I found that sending a fairly large amount of data from a client to the server takes an enormous amount of time while eating 100% CPU time. After a bit of digging, it turns out that Rugby reads data from the client port 16 bytes at a time, once the data has been transferred into the buffer from the client.
This gives horrendous performance on even small files at 10-50 kb in size, taking several seconds for Rugby to finish reading from the port. Furthermore, a function to detect EOD was performing a FIND on the incoming data on each 16 byte read. As this data grows, the FIND operation slows down a lot.

I patched the source to rugby.r to reduce the size of how much data is fed to the FIND function to 50 bytes of data. Then I also use adaptive resizing of how much data is read from the port, starting out at 4096 bytes from after reading Content-Length: (apparently the maximum allowed size) and then scaling down to 16 bytes when nearing the end.

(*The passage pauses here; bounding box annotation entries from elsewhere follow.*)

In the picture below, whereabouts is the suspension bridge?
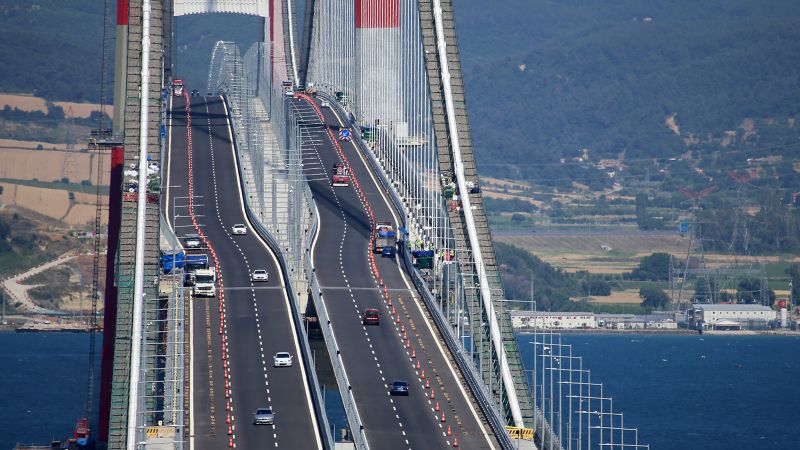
[90,0,647,449]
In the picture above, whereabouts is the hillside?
[0,0,107,102]
[456,0,800,188]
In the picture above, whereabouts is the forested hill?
[0,0,106,102]
[455,0,800,181]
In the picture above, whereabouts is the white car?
[231,223,247,234]
[183,234,202,248]
[250,269,269,281]
[272,352,294,367]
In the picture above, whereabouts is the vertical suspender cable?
[433,0,524,427]
[127,0,151,449]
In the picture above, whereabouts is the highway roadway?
[296,99,499,449]
[164,96,321,449]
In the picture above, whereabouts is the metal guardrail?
[317,92,514,450]
[221,95,334,449]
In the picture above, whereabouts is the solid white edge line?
[331,109,495,449]
[219,96,323,448]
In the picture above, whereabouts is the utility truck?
[194,269,217,297]
[172,80,183,97]
[331,164,350,186]
[373,222,397,254]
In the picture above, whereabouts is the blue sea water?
[0,332,101,450]
[0,333,800,450]
[518,334,800,450]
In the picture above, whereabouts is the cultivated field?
[0,148,99,184]
[494,230,800,278]
[0,94,113,118]
[494,231,689,274]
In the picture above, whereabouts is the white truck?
[194,269,217,297]
[172,80,183,97]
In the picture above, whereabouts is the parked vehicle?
[194,269,217,297]
[361,308,381,325]
[272,352,294,367]
[250,269,269,281]
[331,164,350,187]
[183,253,208,272]
[231,223,247,234]
[373,222,397,253]
[253,408,275,425]
[389,380,408,395]
[172,80,183,97]
[183,233,203,248]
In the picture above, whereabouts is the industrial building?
[686,304,778,330]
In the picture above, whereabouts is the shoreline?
[514,328,800,336]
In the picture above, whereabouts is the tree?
[639,286,669,309]
[786,264,800,301]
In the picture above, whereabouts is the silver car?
[253,408,275,425]
[231,223,247,234]
[250,269,269,281]
[272,352,293,367]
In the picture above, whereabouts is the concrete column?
[355,0,403,124]
[112,0,129,137]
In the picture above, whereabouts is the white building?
[687,304,778,329]
[511,311,597,330]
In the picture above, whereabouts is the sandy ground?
[0,183,69,219]
[0,94,113,117]
[0,183,108,225]
[481,177,531,189]
[0,148,94,184]
[589,289,642,305]
[481,188,542,208]
[3,253,77,314]
[0,139,67,151]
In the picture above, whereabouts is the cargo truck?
[172,80,183,97]
[373,222,397,253]
[194,269,217,297]
[331,164,350,186]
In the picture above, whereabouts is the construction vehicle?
[373,222,397,253]
[184,253,208,272]
[194,269,217,297]
[172,80,183,97]
[331,164,350,186]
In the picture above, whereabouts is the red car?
[361,309,381,325]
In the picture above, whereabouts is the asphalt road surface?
[165,93,321,449]
[296,99,499,449]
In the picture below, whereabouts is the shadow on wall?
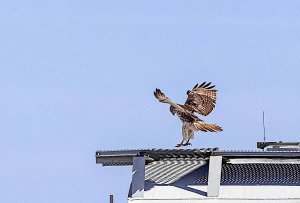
[145,164,300,196]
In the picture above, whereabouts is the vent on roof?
[257,141,300,151]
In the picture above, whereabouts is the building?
[96,142,300,203]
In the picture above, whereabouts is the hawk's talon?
[182,142,192,146]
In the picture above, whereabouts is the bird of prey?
[154,82,223,147]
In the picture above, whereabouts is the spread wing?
[193,119,223,132]
[184,82,217,116]
[154,88,186,112]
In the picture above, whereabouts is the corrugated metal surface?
[145,159,206,184]
[194,164,300,185]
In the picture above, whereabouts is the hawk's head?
[170,106,175,116]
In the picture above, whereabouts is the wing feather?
[184,82,217,116]
[154,88,186,112]
[193,119,223,132]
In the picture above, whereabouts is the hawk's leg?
[182,138,192,146]
[182,129,194,146]
[175,140,183,147]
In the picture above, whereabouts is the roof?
[96,148,219,166]
[96,148,300,166]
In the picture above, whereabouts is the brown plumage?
[154,82,223,147]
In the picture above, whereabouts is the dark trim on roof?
[96,148,219,166]
[211,151,300,158]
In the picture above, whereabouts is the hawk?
[154,82,223,147]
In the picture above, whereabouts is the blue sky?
[0,0,300,203]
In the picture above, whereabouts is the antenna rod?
[263,111,266,142]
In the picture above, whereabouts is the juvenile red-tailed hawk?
[154,82,223,147]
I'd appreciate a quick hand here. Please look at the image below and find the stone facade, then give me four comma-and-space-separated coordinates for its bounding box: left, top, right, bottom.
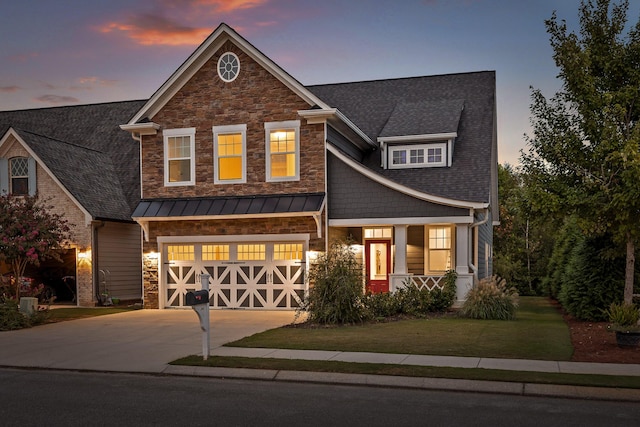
143, 217, 318, 308
141, 41, 326, 308
142, 42, 325, 199
3, 135, 95, 306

A small test which took 14 seconds to complete on about 170 kb of data on the original rugby.r, now clocks in at 0.2 to 0.3 seconds!

But there is a small catch: The 16 byte alignment seems to be necessary to read, when getting near the end of data in the buffer. If this alignment isn't there, EOD isn't detected and Rugby hangs. I can presently not be 100% sure that the 16 byte alignment is reached every time with the adaptive resizing, so please test the code well.